Veganism and feminism are inseparable concepts in my life.

This blog is a theoretical interpretation of the lived experiences of a vegan feminist,
and an exploration of what it even means to be one in the first place.

Wednesday, December 5, 2012

What to do When you Find a Wasp or Bee in your House: Compassion, Humane Treatment, Peace, and Not Killing Insects

Why Bees and Wasps

We need to read and write about bees and wasps to create a space that legitimizes them. Like many other animals (especially insects), bees and wasps are objectified by our culture in a way that allows us to treat them with absolute disrespect.

If we care about issues of oppression or any non-human animal at all, we need to radically rethink bees and wasps because oppressions are interconnected, uphold one another, and it is our moral obligation to protect victims. I certainly don't know if this is the best way to radically rethink bees and wasps, but it is hopefully one of many attempts.

This blog post will:

  • first expose the cultural lies and what they allow us to do
  • move on to highlighting what our culture does know about bees and wasps but is not common knowledge
  • an overview of bees and honey
  • how to deal with wasp and bee nests (or should we "deal" with them at all?)
  • the moral dilemma of interacting with wasps and bees as humans while trying to not undermine their rights
  • how to help bees and wasps if you want to and they get into your home.

Cultural Stories About Bees and Wasps

Bees are objectified because of their instrumental use to humans.

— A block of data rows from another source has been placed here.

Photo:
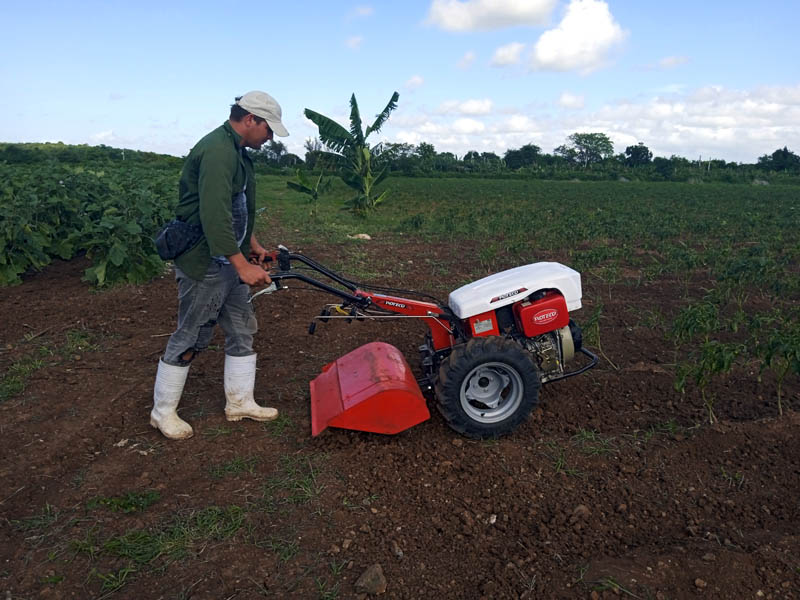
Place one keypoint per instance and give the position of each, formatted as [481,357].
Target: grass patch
[235,466]
[115,580]
[215,432]
[295,482]
[44,520]
[177,538]
[127,503]
[558,456]
[592,443]
[280,427]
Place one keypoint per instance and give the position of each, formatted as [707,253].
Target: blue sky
[717,79]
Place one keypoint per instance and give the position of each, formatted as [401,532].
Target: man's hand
[258,253]
[249,273]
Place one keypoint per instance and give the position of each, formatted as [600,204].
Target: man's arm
[249,273]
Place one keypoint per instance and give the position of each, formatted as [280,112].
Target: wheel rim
[491,392]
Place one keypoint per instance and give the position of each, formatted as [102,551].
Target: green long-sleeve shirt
[214,172]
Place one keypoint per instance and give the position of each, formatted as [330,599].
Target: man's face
[257,133]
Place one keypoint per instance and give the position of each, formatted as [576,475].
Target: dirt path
[614,487]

Like all animals (except perhaps those that are legally recognized as protected species), bees can be treated as objects. Being treated like an object means your well being can be traded off for economic profit. We can gas bees, relocate them, kill them at the end of the season, squish them by mistake, and perform scientific experiments on them.

I almost had a panic attack when I read the article "Ecologies of Empire" by Jake Kosek. The article explains that bees have been used as disposable cartridges and living experiments to check for toxic residue in the environment. Seriously, just... WHAT? There is no such thing as a "humane" relationship with bees when we have legal rights and they are afforded no such protections.

"Wild" (really free, read the article "Liberate Your Language" for more on this) bees are denigrated to the position of wasps. Wasps are demonized rather than objectified. They are culturally viewed as inherently antagonistic to humans, aggressive, and senseless. They are robotic drones that are alive enough to see as our opponents posing a legitimate challenge (which gives us a reason to incite war against them), but not alive enough to merit our consideration when we destroy their homes, poison them with chemicals, or drown them in traps. They are the dehumanized never human.

Meeting Bees and Wasps on Their Own Terms

The following information on bees and wasps has been taken from Kosek's "Ecologies of Empire", a lecture by Gail Fraser at York University, and Wikipedia.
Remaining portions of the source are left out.